TÜRKİYE’S STRATEGIC BALANCE BETWEEN GREAT POWERS
Turning to Türkiye, Fehér said President Erdoğan has been maneuvering between global powers. “Ankara plays a complex game. Türkiye is a NATO ally but is increasingly engaging with China, Russia, and regional organizations like the Shanghai Cooperation Organization,” he said.
He noted that Türkiye’s pursuit of a ‘just and multipolar world’ aligns with China’s rhetoric. “Before Erdoğan visited China in September, he published an article in People’s Daily praising China’s role in promoting peace and justice. That mirrors Beijing’s own narrative,” he said.

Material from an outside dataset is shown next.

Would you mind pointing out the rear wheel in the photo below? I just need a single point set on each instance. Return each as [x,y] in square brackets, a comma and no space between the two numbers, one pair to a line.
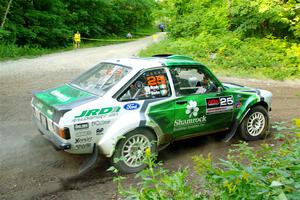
[130,151]
[255,124]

Fehér highlighted technology as the new arena of global competition. “Technology defines the next era of geopolitics, AI, semiconductors, electric vehicles, and quantum computing. Türkiye wants to strengthen its position in innovation and has increasingly turned to China for cooperation,” he said.
He pointed out that Chinese companies, such as Huawei, play a major role in Türkiye’s telecommunications infrastructure, and that the electric-vehicle sector is another area of deepening ties. “BYD’s $1 billion investment is a clear sign of Türkiye’s growing reliance on Chinese technology. If this trend continues, Ankara could become dependent on China’s ecosystem, particularly in EVs and semiconductors,” he cautioned.
However, he emphasized the strategic risks associated with this alignment. “As U.S.–China technological rivalry intensifies, Türkiye risks being caught in the middle, a NATO member leaning toward Beijing’s tech sphere,” he warned.
A BALANCING ACT IN A DIVIDED WORLD
Fehér said Türkiye’s foreign policy reflects both pragmatism and ambition. “Every country that seeks economic growth realizes that the future lies in technology. Türkiye is no exception. But it must balance ambition with strategic caution,” he said.
He concluded by stressing that global power politics is entering an era defined not only by ideology but also by technological capacity. “China and Russia are advancing their own models of authoritarian governance. The West must respond not only militarily or diplomatically but through technological innovation and political unity,” Fehér said.
THE GRAND DEAL ILLUSION

Summarizing his position, Fehér reiterated that the U.S. cannot rely on diplomacy alone. “The idea of a grand deal with China is an illusion. The only viable path is to contain China’s rise and defend the existing international order. Negotiation without leverage leads nowhere,” he said.
He believes that the next phase of global politics will depend on whether the United States and its allies can sustain unity in the face of authoritarian revisionism. His project at the Atlantic Council explores EU policies on China and the prospects for closer transatlantic coordination. “The competition with China is not just about trade or technology; it is about values, systems, and the future of the international order. Allied cooperation is key to winning this competition,” he concluded.
Fehér emphasized that China’s long-term strategy is not limited to economic or military rivalry but represents a systemic ambition to reshape the foundations of global governance. He warned that Beijing’s deepening partnership with Russia reflects a deliberate project to replace the U.S.-led order. “Only unity and strength among democracies,” he said, “can prevent the rise of an alternative authoritarian world order led by China.”